Evolution of Relevance Engineering to Context Engineering
Session Abstract
As search powers RAG and agentic systems, relevance goals shift from ranking documents to assembling effective context. This talk explores how traditional lexical, semantic, and hybrid relevance changes when feeding LLMs, with lessons on chunking and snippet extraction, diversification, evaluation, and more.
Session Description
As RAG and agentic search mature, retrieval extends from being primarily a relevance concern to something that also drives latency, cost, and system reliability at scale. We’re very good at traditional search relevance. We know how to tune BM25, semantic, and hybrid search, and rerank aggressively. But when search results are used as context for LLMs, many of our familiar assumptions start to break down.
Once retrieval feeds a reasoning system instead of a human, the definition of “relevant” quietly changes. The goal is no longer to rank the best documents, but to assemble the right context. Chunking, snippet extraction, and diversification become critical relevance skills.
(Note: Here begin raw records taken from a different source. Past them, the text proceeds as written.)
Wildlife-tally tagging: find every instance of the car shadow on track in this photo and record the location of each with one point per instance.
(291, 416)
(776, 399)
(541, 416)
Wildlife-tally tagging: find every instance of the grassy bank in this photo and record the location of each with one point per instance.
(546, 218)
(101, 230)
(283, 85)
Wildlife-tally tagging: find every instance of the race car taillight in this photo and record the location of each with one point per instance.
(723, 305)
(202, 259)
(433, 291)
On top of that, relevance misses have real cost, cascading into additional tool calls, increased token utilization, added latency, and hallucinations.
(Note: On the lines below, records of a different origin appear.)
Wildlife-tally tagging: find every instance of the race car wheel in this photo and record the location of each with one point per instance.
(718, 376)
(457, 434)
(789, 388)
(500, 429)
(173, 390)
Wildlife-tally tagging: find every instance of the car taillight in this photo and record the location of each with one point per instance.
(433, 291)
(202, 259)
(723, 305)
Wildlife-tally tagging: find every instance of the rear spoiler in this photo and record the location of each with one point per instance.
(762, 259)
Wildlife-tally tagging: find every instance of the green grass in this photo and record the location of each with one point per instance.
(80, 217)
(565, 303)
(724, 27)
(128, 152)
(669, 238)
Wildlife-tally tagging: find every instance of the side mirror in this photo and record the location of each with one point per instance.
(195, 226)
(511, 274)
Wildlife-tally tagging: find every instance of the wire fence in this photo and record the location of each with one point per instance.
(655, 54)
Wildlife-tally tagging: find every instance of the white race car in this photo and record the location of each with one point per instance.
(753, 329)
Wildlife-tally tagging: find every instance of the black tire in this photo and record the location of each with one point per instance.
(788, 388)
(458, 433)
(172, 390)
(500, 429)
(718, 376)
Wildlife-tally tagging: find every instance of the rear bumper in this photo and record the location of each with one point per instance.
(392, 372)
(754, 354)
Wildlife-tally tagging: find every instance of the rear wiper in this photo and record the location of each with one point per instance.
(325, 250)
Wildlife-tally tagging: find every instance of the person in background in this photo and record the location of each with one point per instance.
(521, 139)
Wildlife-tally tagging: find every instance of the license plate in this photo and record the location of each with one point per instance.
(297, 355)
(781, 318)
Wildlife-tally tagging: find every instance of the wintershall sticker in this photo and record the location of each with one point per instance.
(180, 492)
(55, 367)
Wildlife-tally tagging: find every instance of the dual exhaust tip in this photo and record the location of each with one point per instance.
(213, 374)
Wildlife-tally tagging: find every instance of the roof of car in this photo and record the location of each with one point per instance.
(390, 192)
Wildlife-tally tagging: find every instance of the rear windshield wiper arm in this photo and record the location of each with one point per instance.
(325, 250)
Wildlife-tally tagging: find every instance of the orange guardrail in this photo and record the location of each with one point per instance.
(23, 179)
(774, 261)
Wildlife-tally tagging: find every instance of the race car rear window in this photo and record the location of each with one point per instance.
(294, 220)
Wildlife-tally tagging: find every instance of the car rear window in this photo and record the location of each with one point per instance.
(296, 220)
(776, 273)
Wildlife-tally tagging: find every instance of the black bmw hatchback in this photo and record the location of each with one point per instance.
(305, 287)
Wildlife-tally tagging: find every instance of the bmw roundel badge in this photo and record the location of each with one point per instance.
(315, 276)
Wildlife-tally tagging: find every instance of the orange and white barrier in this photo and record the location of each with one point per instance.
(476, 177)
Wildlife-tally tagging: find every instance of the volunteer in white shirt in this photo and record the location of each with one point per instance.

In this talk, we’ll explore how relevance shifts when the objective moves from “return the best documents” to “construct effective context for reasoning”. We’ll walk through how traditional lexical, semantic, and hybrid relevance techniques behave when used in RAG and agentic workflows, highlighting both where they still work and where they fail in subtle and surprising ways.
Along the way, we’ll cover chunking and snippet extraction, result diversification, and how evaluation needs to evolve when the ranked list is no longer the end product. The talk closes with lessons learned from real-world systems, common roadblocks teams encounter when making this transition, and concrete tips for adapting existing search pipelines to serve LLM-driven applications more effectively.